I knew this was coming :). I just wanted to shout at vendors who are not
validating their firmware. Sometimes I feel it's better have platform
driver and drive everything from Linux and don't use buggy firmware at
all instead of adding tons of workaround. It defeats the whole purpose
of having the firmware.
Well, at least in the case of odroid c2 from hardkernel, I believe those
unstable frequencies are supported intentionally. The wiki of the board
lists them explicitly, and says when they are stable.
So if that was intentional, then a frequency capping set by default
would be needed, it can be lifted by a specific user if he wants. Unless
hk should disable that "feature" instead.
quoted
Even if the source were provided for the firmware (it's not), it
usually needs signing by the vendor, and we know how likely that will
be provided by the vendors.
I agree, but the main reason for raising my voice is to communicate the
message to those vendors. Blindly accepting whatever they give is also
not a good practice.
quoted
Firmware will will always be buggy and/or broken and we will be
stuck with it.  IMO, not allowing the kernel to work around broken 
firmware takes a very idealistic view of firmware, and is not based
on historical reality with ARM SoC vendors.
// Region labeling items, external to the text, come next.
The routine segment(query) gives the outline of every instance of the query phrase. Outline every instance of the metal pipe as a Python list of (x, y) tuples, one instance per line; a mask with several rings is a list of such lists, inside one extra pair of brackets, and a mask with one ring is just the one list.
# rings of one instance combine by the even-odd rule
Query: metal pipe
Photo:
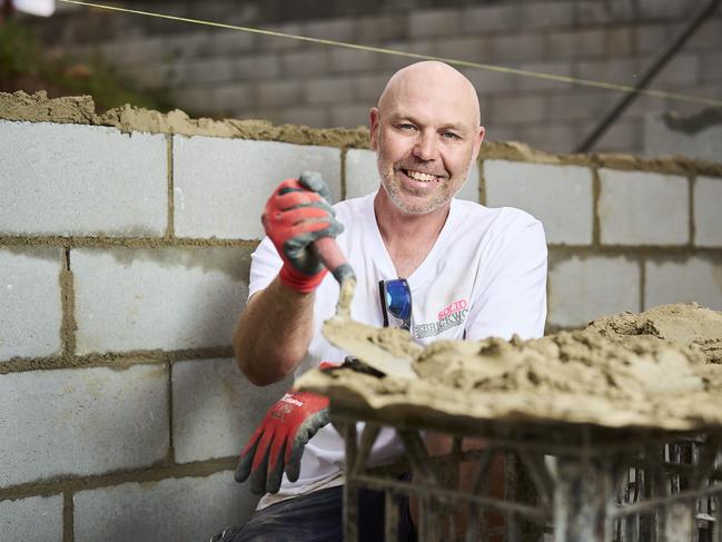
[(637, 83), (634, 86), (634, 90), (625, 92), (614, 106), (602, 117), (602, 120), (599, 121), (596, 127), (586, 136), (586, 139), (580, 145), (575, 151), (576, 152), (587, 152), (594, 144), (604, 135), (607, 128), (616, 120), (616, 118), (622, 115), (622, 112), (636, 99), (639, 96), (637, 90), (645, 88), (659, 71), (666, 66), (674, 55), (680, 50), (680, 48), (686, 42), (688, 39), (696, 31), (700, 24), (712, 14), (716, 9), (720, 0), (710, 0), (704, 6), (699, 8), (692, 17), (690, 17), (690, 22), (682, 31), (676, 36), (675, 39), (664, 49), (652, 62), (652, 65), (644, 71)]

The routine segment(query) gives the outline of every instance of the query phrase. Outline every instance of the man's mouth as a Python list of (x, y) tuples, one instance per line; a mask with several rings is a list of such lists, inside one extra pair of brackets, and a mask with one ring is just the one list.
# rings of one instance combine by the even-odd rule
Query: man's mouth
[(411, 177), (414, 180), (421, 180), (422, 183), (431, 183), (432, 180), (438, 181), (438, 177), (432, 174), (425, 174), (423, 171), (416, 171), (415, 169), (402, 169), (407, 177)]

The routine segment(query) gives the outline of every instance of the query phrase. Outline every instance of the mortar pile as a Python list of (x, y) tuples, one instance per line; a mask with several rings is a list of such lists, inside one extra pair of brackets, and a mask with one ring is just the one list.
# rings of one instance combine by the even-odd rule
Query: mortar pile
[(313, 372), (299, 385), (374, 408), (698, 430), (722, 426), (721, 354), (722, 313), (679, 304), (540, 339), (436, 342), (414, 361), (418, 380)]

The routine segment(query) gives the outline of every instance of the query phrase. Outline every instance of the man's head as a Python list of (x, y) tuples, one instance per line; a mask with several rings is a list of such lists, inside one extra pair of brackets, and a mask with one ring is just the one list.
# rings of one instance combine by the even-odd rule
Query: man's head
[(404, 213), (447, 205), (464, 186), (483, 138), (474, 86), (443, 62), (397, 71), (370, 110), (382, 185)]

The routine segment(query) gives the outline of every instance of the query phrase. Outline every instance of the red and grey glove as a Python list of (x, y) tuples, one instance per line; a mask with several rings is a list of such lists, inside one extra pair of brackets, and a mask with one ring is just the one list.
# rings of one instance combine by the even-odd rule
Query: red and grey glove
[[(334, 366), (322, 364), (322, 368)], [(257, 495), (278, 492), (284, 471), (295, 482), (306, 444), (326, 424), (328, 398), (291, 390), (269, 408), (240, 453), (236, 482), (245, 482), (250, 475), (250, 491)]]
[(306, 171), (298, 179), (284, 180), (266, 203), (261, 221), (284, 260), (278, 276), (298, 292), (313, 292), (326, 276), (311, 244), (344, 229), (328, 201), (330, 194), (322, 176)]

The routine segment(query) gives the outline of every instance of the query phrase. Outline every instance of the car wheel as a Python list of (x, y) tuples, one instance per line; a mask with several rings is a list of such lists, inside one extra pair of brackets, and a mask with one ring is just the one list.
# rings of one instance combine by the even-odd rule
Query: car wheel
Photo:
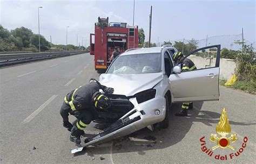
[(170, 112), (169, 112), (169, 102), (168, 96), (165, 95), (164, 96), (165, 98), (165, 108), (166, 109), (166, 111), (165, 112), (165, 117), (163, 121), (160, 123), (160, 127), (161, 129), (166, 129), (169, 126), (169, 123), (170, 123)]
Yes but things should start to improve somewhere sometime. It really
stupid to keep working around everything vendor screws up giving them no
incentive to get things right the next time. We need to accept the fact
that firmware will do more as the complex systems evolve and that won't
go away. It's time we make them aware of that and ensure they take
necessary steps to fix it for future platforms.
quoted
quoted
or disable it completely and be happy with the boot frequency.
That's an awful solution also, when we know that most of the
frequencies work just fine.
OK, I understand the concern. I will look into the patches.